Il prezzo della creatività – seconda parte

Quasi un anno fa, per la prima volta, ti ho spiegato come affrontare in maniera efficiente e sostenibile la quantificazione del tuo lavoro creativo. La formula del prezzo che ti rivelavo in quell’articolo in realtà si limitava a dare un valore a un’ora del tuo lavoro. Oggi ti spiegherò con lo stesso approccio come completare la creazione del giusto prezzo per il tuo prodotto/servizio.

Tanto per cominciare lascia che io ritorni su alcune delle riflessioni che avevamo già fatto insieme. Quando vendi il frutto della tua creatività non metti sul piatto (solo) il tuo tempo, ma anche:

  • gli anni di esperienza che hai maturato,
  • lo sforzo speso nello sviluppare competenze e talenti,
  • la tua mente, e il suo processo creativo e analitico,
  • la soddisfazione di un bisogno della tua potenziale cliente.

Ecco perché creare il prezzo dei tuoi prodotti/servizi sulla sola base del calcolo delle ore impiegate a produrli/erogarli sarebbe riduttivo.

Poniamo caso che tu sia una specialista in naming, ovvero nel trovare il giusto nome a un prodotto, un marchio o un’attività. Se sei davvero brava può anche darsi che tu sia in grado di trovare il nome giusto per l’attività della tua cliente nello spazio di un’intuizione di pochi minuti. Ma non solo per raggiungere quella bravura hai lavorato e studiato anni, il risultato stesso, il nome che hai trovato, avrà un enorme peso nella vita professionale della tua cliente. Non sarebbe davvero giusto valutarlo solo sulla base del tempo contingente che hai dedicato al processo creativo.

La verità è che sarebbe sempre meglio che la tua cliente non sapesse quanto tempo impieghi a produrre/erogare il prodotto/servizio che le vendi.

Non è un atteggiamento disonesto, perché ti ho appena dimostrato che non sempre il tempo che hai impiegato per portare a termine un certo progetto rispecchia davvero l’impegno complessivo della tua professionalità. Al contrario il fattore tempo è nella maggior parte dei casi un elemento che riguarda esclusivamente la tua gestione interna. Ci saranno casi in cui uno stesso prodotto è pronto in poche ore, e situazioni in cui rimarrà incompiuto per giorni. La consapevolezza di queste tempistiche è fondamentale per te che devi gestirti, perché ti da un’idea della sostenibilità di produrre un oggetto piuttosto che un altro, quindi comincia quanto prima a segnarti tutte le ore che lavori e a cosa le dedichi (è un’operazione che si chiama time tracking e se usi Toggl è semplicissima).
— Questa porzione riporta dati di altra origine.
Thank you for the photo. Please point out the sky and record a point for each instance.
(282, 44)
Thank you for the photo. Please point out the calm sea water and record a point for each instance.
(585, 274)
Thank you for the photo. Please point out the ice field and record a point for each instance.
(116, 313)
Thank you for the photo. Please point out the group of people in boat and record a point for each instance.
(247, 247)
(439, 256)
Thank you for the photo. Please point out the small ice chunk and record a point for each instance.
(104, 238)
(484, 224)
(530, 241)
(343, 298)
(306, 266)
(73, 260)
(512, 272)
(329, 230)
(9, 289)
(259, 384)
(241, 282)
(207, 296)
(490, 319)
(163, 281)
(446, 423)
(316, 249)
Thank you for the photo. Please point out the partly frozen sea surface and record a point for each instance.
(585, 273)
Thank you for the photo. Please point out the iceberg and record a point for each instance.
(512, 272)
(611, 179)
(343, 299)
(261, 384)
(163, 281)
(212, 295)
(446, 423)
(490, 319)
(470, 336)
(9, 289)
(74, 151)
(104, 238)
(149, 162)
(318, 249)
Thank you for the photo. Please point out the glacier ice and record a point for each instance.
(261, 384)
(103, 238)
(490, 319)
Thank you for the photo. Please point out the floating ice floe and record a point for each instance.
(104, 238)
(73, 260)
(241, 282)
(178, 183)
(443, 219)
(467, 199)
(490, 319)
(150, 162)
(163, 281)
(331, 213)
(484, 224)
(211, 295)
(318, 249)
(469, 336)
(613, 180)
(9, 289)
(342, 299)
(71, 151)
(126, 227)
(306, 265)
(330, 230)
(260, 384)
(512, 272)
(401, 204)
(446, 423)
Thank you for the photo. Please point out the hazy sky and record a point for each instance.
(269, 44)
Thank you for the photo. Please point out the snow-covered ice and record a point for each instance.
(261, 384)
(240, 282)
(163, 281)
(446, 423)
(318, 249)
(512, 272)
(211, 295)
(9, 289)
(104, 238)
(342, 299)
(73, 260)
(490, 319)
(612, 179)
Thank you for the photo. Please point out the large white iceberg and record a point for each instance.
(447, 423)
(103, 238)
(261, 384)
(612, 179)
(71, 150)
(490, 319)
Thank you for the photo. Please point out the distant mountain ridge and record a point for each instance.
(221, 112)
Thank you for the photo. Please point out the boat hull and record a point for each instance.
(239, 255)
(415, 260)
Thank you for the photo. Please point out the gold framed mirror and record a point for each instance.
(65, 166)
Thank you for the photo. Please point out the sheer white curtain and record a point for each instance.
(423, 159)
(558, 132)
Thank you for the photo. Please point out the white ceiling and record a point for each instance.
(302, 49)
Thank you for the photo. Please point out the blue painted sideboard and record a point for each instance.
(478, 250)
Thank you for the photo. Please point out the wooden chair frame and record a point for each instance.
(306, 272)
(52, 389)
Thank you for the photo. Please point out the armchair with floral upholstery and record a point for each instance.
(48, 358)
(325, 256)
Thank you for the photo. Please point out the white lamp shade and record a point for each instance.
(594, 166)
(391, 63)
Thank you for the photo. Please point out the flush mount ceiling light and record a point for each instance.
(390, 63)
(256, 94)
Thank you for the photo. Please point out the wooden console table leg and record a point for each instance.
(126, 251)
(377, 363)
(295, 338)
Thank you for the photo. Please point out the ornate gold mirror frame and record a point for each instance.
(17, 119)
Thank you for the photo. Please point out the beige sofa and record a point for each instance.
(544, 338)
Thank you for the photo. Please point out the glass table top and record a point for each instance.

Una volta calcolati i tempi medi di lavorazione, la decisione di dedicare più o meno tempo a un progetto sarà solo tua, e potrà essere presa di volta in volta sulla base di diversi fattori. Non ultimo il fatto che la tua cliente abbia più o meno bisogno di attenzioni. Ma salvo che tu non fornisca servizi personalizzati e preventivati di volta in volta, questo non inciderà sul prezzo finale.

Per calcolare il prezzo vero della tua creatività, infatti, dovrai prendere in considerazione tutti questi aspetti e svolgere sei passaggi:

  1. conoscere il tuo costo orario,
  2. analizzare quanto tempo, in media, impieghi a produrre/erogare un dato prodotto/servizio,
  3. moltiplicare il costo orario per questo monte ore medio,
  4. aggiungere il costo dei materiali che impiegherai,
  5. aggiungere il margine di profitto che vuoi ricavare,
  6. aggiungere un’eventuale penale per qualsiasi elemento di stress o criticità legato a questo prodotto/servizio.

Ecco, il risultato finale di questi calcoli è il prezzo del tuo prodotto/servizio.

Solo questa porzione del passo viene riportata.